Spokane Special Election Overview: Vote so you can Gloat
Special elections are some of the most important elections with the lowest voter turn out. In the special election of February 2012, we saw a 48.48% voter turn out in Spokane County, but in the general election of 2012, Spokane County was representing hard with a 80.47% turn out according to Spokane County Elections. As of February 8th, Spokane County Elections is reporting that only 23% of registered voters in Spokane have turned in their ballots. Are you one of them? Ballots are due Tuesday, February 12th before 8pm.
The issues on this year’s special election ballot, for the first time in many years, have drawn together a few local, vocal campaigns for and against the three issues. People are rallying– rightfully so. These three propositions mean serious business for Spokane.
According to the Spokesman-Review, Proposition 1 would establish within the City Charter a Police Ombudsman Office with the authority to independently investigate alleged police misconduct. It also would create a Police Ombudsman Commission.
This proposition has been a long time comin’. Spokane has been trying to get some decent police oversight for, like, ever. The issue is that we, like many other cities, have problems with our police. Yeah, sometimes the police can be very helpful, but sometimes they can be straight-up a-holes. The problem with such a powerful organization is lack of oversight from the people it serves, so the power hungry can satisfied their appetites without being questioned, which translates to the cops taking things way too far. Since the police bruality related death of Otto Zhem in 2006, people all over Spokane have taken notice to the important issue of police oversight; Spokane has been successful in securing a Police Ombudsman, but not one with independent investigative authority. Meaning, as it stands, the Police Ombudsman can only work with the current investigative system within the Spokane Police Department and not step outside of those bounds. Which is basically useless. Giving the Ombudsman independent investigative power is a game changer in the way our city works with police.
This is the biggest piece of conservative BS I have ever seen.
Short version: It would give Republicans (or whatever council members are against raising taxes in general) a disproportionate amount of control.
Long version: On the state level, we’ve passed a ballot initiative a number of times to require a 2/3 majority to vote for any bill that raises taxes. But on a state level, the power is and has been for decades in the control of Democrats, who have shut out Republicans attempting to have a conversation about budgeting more conservatively. In other words, the 2/3 requirement is an attempt to *create* a more balanced power structure and force conversation instead of steamrolling anyone against raising taxes.

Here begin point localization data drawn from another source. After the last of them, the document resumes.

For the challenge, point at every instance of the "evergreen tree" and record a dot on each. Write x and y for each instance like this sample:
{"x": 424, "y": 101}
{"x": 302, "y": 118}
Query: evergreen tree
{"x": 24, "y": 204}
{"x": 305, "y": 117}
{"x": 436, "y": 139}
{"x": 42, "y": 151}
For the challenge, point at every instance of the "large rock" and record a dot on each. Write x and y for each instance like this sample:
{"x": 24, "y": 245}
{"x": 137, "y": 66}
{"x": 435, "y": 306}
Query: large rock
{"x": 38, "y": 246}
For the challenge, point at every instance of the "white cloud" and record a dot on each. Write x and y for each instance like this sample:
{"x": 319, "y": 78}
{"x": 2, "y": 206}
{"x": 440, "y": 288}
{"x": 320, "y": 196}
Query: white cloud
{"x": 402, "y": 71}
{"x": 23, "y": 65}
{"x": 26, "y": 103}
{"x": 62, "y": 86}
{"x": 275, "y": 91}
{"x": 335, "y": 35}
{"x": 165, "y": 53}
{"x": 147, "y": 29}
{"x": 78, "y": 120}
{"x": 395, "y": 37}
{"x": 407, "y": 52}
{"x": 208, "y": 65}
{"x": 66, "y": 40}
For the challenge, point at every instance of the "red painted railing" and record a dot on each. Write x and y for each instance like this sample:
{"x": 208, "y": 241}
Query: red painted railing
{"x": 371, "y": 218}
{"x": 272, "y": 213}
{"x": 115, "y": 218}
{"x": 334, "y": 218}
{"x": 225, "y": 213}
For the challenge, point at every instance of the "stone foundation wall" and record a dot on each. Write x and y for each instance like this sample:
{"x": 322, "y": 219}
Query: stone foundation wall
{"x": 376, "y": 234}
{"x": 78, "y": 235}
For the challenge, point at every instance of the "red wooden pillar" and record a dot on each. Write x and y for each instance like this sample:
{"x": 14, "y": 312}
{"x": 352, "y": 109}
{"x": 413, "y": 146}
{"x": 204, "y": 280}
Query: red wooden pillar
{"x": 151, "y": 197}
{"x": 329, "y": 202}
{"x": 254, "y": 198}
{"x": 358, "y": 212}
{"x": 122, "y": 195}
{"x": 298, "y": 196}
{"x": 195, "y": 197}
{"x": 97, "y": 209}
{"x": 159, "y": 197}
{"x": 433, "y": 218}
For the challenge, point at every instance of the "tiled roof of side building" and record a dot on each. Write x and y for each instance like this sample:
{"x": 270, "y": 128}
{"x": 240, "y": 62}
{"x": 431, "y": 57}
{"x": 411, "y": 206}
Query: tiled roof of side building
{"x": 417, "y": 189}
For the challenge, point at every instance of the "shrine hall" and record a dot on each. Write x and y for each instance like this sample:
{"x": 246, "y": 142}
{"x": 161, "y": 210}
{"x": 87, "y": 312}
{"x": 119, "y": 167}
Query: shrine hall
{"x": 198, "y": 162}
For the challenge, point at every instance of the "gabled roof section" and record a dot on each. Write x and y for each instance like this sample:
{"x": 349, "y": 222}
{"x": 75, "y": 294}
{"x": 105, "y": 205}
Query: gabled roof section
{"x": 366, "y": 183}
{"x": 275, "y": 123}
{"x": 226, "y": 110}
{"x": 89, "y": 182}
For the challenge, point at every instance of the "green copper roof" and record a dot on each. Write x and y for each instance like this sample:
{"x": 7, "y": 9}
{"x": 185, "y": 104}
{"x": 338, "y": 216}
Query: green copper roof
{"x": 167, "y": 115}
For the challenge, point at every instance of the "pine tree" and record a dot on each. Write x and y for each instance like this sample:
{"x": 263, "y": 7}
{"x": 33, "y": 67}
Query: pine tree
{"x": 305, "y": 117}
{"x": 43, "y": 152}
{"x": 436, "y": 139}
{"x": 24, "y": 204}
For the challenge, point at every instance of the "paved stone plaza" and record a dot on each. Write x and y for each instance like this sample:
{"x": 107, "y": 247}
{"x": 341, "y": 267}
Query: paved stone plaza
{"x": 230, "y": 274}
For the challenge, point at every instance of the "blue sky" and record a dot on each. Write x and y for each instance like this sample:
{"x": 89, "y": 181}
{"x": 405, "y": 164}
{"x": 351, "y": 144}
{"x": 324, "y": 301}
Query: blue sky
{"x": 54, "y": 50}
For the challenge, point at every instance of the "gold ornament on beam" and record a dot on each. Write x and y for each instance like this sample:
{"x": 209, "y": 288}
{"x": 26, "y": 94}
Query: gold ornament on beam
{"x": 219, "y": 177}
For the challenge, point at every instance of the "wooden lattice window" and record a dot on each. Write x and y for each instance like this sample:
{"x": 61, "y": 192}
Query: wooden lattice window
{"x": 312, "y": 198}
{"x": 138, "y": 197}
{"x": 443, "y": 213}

In the city, however, we have a pretty good back-and-forth between the two parties and a balanced system. Right now, for example, we have a Republican mayor, a Democrat city council president, and a Republican-leaning council. In the last term, we had a much more democrat-leaning situation. If the Republicans fuck up, the Democrats will have a pretty good chance of shaking up the current situation.

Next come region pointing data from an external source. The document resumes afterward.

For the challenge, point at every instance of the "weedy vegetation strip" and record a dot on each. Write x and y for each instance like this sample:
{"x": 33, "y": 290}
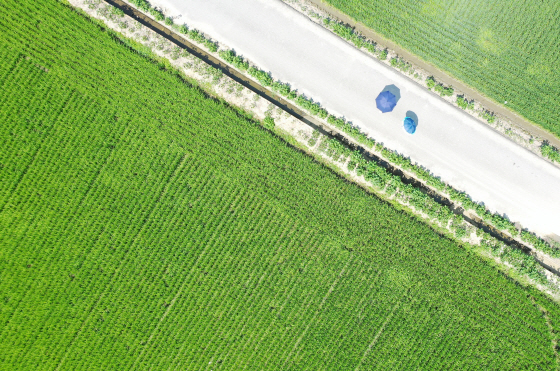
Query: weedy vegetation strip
{"x": 147, "y": 225}
{"x": 460, "y": 198}
{"x": 379, "y": 177}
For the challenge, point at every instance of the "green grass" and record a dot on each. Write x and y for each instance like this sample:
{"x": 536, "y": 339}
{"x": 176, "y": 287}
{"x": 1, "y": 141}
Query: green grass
{"x": 507, "y": 49}
{"x": 144, "y": 225}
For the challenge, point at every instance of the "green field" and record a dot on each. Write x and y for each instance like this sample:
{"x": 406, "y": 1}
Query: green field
{"x": 144, "y": 225}
{"x": 507, "y": 49}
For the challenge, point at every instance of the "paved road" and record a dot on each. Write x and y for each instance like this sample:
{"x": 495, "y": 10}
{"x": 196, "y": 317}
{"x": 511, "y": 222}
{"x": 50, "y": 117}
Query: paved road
{"x": 453, "y": 145}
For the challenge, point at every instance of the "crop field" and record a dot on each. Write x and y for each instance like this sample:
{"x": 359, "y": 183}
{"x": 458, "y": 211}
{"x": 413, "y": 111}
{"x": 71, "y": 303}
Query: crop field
{"x": 506, "y": 49}
{"x": 145, "y": 225}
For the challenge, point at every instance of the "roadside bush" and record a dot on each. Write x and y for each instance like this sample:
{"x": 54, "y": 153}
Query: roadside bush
{"x": 141, "y": 4}
{"x": 463, "y": 103}
{"x": 550, "y": 152}
{"x": 383, "y": 54}
{"x": 183, "y": 29}
{"x": 157, "y": 14}
{"x": 268, "y": 123}
{"x": 263, "y": 77}
{"x": 311, "y": 106}
{"x": 430, "y": 82}
{"x": 488, "y": 116}
{"x": 282, "y": 89}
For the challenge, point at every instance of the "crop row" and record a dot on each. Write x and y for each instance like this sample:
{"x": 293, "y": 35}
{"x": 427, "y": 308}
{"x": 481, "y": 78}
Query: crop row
{"x": 395, "y": 158}
{"x": 184, "y": 236}
{"x": 392, "y": 186}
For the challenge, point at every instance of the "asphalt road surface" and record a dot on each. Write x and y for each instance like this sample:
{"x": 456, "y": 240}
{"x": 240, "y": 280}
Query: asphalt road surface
{"x": 462, "y": 151}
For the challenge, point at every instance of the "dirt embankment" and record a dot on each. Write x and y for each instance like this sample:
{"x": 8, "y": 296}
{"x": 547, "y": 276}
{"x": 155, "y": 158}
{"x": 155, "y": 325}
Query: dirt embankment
{"x": 441, "y": 76}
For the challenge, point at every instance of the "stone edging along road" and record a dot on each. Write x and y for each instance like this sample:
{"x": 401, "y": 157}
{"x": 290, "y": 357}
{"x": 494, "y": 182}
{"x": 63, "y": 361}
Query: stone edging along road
{"x": 439, "y": 75}
{"x": 317, "y": 125}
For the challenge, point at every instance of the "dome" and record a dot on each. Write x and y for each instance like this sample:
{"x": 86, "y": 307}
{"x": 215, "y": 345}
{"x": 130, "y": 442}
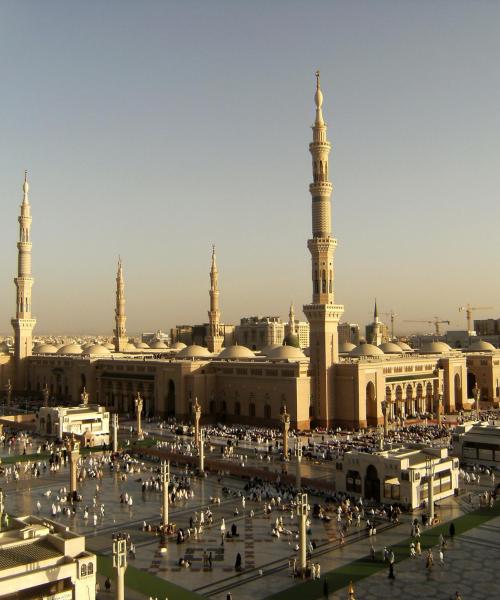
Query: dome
{"x": 178, "y": 346}
{"x": 366, "y": 350}
{"x": 158, "y": 345}
{"x": 129, "y": 348}
{"x": 404, "y": 346}
{"x": 291, "y": 339}
{"x": 285, "y": 352}
{"x": 346, "y": 347}
{"x": 267, "y": 349}
{"x": 236, "y": 352}
{"x": 391, "y": 348}
{"x": 70, "y": 349}
{"x": 194, "y": 351}
{"x": 434, "y": 348}
{"x": 480, "y": 346}
{"x": 96, "y": 349}
{"x": 45, "y": 349}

Part of the benefit of a situation like that is that candidates are forced to examine the weak points in their platforms on a regular basis. If Republicans only need three seats to have the “majority” on anything involving taxes, they’ll have less of an incentive to fight for those more hard-won seats. That means we’ll be stuck with all the wackys that think pro-life issues and stopping the UN takeover of Spokane are the most important issues our city faces, and none of the Republicans who know how to build alliances, find middle ground and actually get stuff done.
By Erika Prins
According to the Spokesman-Review: Proposition 3 is a levy lid lift that would increase property taxes by 7 cents per $1,000 of assessed property value. (That’s $7 for a $100,000 property.) The tax would be used to prevent the closure of branch libraries and likely will be used to also increase hours at the city’s three neighborhood library branches from 22 1/2 hours a week to 40 hours a week.

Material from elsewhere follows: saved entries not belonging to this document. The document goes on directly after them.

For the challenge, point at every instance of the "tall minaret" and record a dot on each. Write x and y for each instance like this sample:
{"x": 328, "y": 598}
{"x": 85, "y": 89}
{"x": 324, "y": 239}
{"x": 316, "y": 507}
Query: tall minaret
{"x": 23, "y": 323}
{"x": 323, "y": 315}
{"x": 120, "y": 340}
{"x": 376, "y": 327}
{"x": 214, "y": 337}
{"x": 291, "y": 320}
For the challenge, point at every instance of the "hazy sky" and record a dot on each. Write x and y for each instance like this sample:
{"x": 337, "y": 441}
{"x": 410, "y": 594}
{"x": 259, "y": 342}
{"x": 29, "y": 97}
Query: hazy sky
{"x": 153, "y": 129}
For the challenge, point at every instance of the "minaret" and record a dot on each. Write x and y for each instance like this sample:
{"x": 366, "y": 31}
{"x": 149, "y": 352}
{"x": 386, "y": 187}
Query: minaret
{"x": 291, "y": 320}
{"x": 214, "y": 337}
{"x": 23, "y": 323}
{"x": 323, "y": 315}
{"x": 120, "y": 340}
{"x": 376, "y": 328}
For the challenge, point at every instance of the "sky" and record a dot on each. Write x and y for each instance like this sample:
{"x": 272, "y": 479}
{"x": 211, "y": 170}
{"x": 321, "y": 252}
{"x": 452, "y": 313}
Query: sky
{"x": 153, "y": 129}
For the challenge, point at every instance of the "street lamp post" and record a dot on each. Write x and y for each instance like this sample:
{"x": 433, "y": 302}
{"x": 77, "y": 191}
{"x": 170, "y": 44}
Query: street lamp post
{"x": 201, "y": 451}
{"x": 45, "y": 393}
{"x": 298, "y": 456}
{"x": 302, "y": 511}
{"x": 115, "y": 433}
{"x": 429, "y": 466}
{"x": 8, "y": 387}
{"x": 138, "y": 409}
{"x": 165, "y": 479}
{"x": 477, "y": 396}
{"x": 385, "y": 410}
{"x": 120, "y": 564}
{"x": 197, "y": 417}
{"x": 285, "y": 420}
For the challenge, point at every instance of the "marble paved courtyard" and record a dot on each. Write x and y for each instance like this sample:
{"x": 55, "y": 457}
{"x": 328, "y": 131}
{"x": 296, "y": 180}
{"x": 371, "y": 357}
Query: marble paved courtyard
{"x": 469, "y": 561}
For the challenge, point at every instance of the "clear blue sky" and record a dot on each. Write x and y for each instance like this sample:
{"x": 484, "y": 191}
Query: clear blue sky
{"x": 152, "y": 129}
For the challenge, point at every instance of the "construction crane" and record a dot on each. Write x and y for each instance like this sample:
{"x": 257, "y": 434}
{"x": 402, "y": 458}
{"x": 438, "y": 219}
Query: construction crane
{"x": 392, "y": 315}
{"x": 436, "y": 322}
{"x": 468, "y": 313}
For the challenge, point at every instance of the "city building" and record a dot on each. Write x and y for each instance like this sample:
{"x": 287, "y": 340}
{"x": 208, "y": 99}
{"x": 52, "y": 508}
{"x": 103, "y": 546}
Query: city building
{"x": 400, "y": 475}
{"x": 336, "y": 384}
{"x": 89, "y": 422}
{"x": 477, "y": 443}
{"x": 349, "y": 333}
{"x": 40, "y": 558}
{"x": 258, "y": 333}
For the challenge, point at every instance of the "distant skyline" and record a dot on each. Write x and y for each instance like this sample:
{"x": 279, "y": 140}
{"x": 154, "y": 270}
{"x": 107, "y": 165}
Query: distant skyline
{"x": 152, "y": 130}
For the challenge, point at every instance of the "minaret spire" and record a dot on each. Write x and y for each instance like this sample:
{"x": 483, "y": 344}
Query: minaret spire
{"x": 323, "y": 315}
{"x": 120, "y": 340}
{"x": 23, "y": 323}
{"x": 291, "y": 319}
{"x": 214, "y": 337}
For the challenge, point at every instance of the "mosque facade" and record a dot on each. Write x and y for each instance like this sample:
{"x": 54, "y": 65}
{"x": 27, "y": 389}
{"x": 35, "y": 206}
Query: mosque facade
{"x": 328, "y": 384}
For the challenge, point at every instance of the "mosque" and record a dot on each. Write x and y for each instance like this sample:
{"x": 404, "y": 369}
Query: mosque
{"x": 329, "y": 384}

This one is a no-brainer. Well, if it doesn’t pass, Spokane will be full of no-brainers (That sounded like a joke my grandpa would have made. SORRY). Libraries in Spokane are such a huge asset for so many people– they provide access to a large quantity of books (Duh), free computer access, meeting rooms, community events and even movie rentals! Spokane Public Libraries have faced some serious budget cuts in the past, including cuts to hours and other services. Libraries are vital to thriving communities. Like most cuts to social services, a cut in the library budget disportionately affects low-income people; the library in the East Central area of Spokane has lower usage than the branch downtown or on the South Hill, the only difference is the need for a library is much greater in East Central than on the South Hill. The library in East Central is often used to access the web to pay bills, apply for jobs and even do homework for families without computer access at home. It’s a big deal.